İnsanlık var oldukça sağlık sorunları da olacaktır.
Sağlıkçılar doğumdan ölüme kadar insanların en büyük yardımcısıdır.
Tıp Bayramı, her yıl 14 Mart'ta kutlanan, Türkiye'de tıp doktorlarının hizmet sorunlarının tartışıldığı, bilime katkılarının ödüllendirildiği bir anma ve kutlama günüdür. Yalnızca Türkiye'de kutlanmasından ötürü ulusal bir nitelik taşır. İlk kez 1919 yılında İstanbul işgal altında iken Tıp öğrencileri tarafından manda ve himayeyi protesto etmek amaçlı kutlanmıştır.
***
Tıp bayramının tarihçesine şöyle bir baktığımızda; 14 Mart 1827'de, II. Mahmud döneminde, Hekimbaşı Mustafa Behçet'in önerisiyle ilk cerrahhane, Şehzadebaşı'daki Tulumbacıbaşı Konağı'nda Tıphane-i Amire ve Cerrahhane-i Amire adıyla kuruldu.

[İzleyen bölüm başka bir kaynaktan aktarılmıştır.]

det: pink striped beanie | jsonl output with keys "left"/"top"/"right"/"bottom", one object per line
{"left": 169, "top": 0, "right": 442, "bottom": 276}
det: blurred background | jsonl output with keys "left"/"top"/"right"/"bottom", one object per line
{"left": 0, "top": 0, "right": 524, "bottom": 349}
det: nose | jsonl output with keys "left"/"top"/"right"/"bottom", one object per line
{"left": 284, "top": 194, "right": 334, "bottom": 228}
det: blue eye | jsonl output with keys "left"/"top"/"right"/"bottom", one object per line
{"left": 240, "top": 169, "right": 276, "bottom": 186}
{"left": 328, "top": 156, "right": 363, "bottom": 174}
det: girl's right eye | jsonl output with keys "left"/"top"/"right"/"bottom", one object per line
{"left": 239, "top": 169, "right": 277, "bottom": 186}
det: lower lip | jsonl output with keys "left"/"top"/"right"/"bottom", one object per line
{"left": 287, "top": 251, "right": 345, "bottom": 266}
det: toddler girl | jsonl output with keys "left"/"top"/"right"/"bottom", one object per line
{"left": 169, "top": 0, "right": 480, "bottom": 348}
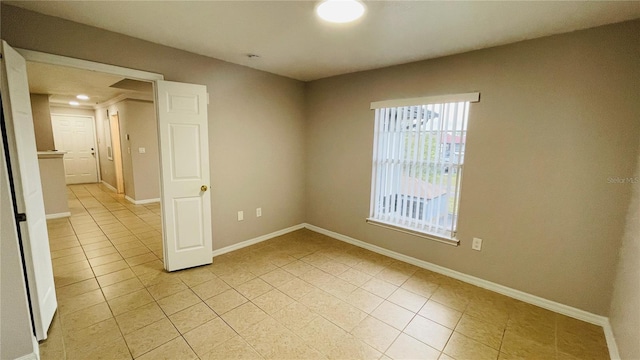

Okulun kuruluş günü olan 14 Mart, "Tıp Bayramı" olarak kutlanmaktadır. İlk kutlama, 1919 yılının 14 Mart'ında işgal altındaki İstanbul'da gerçekleşmiştir. O gün, tıbbiye 3. sınıf öğrencisi Tıbbiyeli Hikmet'in önderliğinde, tıp okulu öğrencileri işgali protesto için toplanmış ve onlara devrin ünlü doktorları da destek vermişti. Eyleme katıldıkları için tutuklanan Tıbbiyeli Hikmet ve arkadaşları kendilerini "Biz okulun kuruluş yıl dönümünü; 14 Mart'ı kutluyorduk" diyerek savundular. Böylece tıp bayramı, tıp mesleği mensuplarının yurt savunma hareketi olarak başlamıştır.
1929-1937 yılları arasında 12 Mayıs günü Tıp Bayramı olarak kutlandı.
Bu tarih, Bursa'daki Yıldırım Darüşşifası'nda ilk Türkçe tıp derslerinin başladığı tarih olarak kabul edildiği için Tıp Bayramı yapıldı. Ancak zamanla bu uygulamadan vazgeçildi ve yeniden 14 Mart Tıp Bayramı oldu. Nusret Fişek, 14 Mart Tıp Bayramı'nın 1935 yılında Tıp Talebe Cemiyeti'nin öncülüğünde kutlandığını, öğrenci derneğinin başlattığı bu eylemin gelenekselleştiğini yazmıştır.
***
Günümüzde sağlığımızın en büyük güvencesi olan doktorlarımızın zor şartlarda görev yaptıklarını görüyoruz.
Gün geçmiyor ki bir doktora şiddet haberini görmeyelim.
İnsanlar, kendilerinin ya da yakınlarının hastalığı durumunda her şeyin anında olmasını istiyor.
Ama durum öyle değil.
Doktorlar fedakarca çalışmalarının karşılığını alıyorlar diyemeyiz.
Kamu veya özel hastanelerde görev yapan doktorlar sıkıntı içinde.
Bunu da zaman zaman yaptıkları protestolarla görüyoruz.
Örneğin doktorlar Tıp Bayramı olan bu günde bir protesto içindeler.
Gerek sağlıkçılara uygulanan şiddeti protesto ediyorlar, gerek özlük haklarıyla ilgili şikayetlerini dile getiriyorlar.
Zaman zaman da sağlık sistemini eleştiriyorlar.
***
Her şeye rağmen yine de başta doktorlar olmak üzere sağlıkçıların gününü kutluyor, sağlıkçılara uygulanan şiddetin bir an önce bitmesini diliyoruz.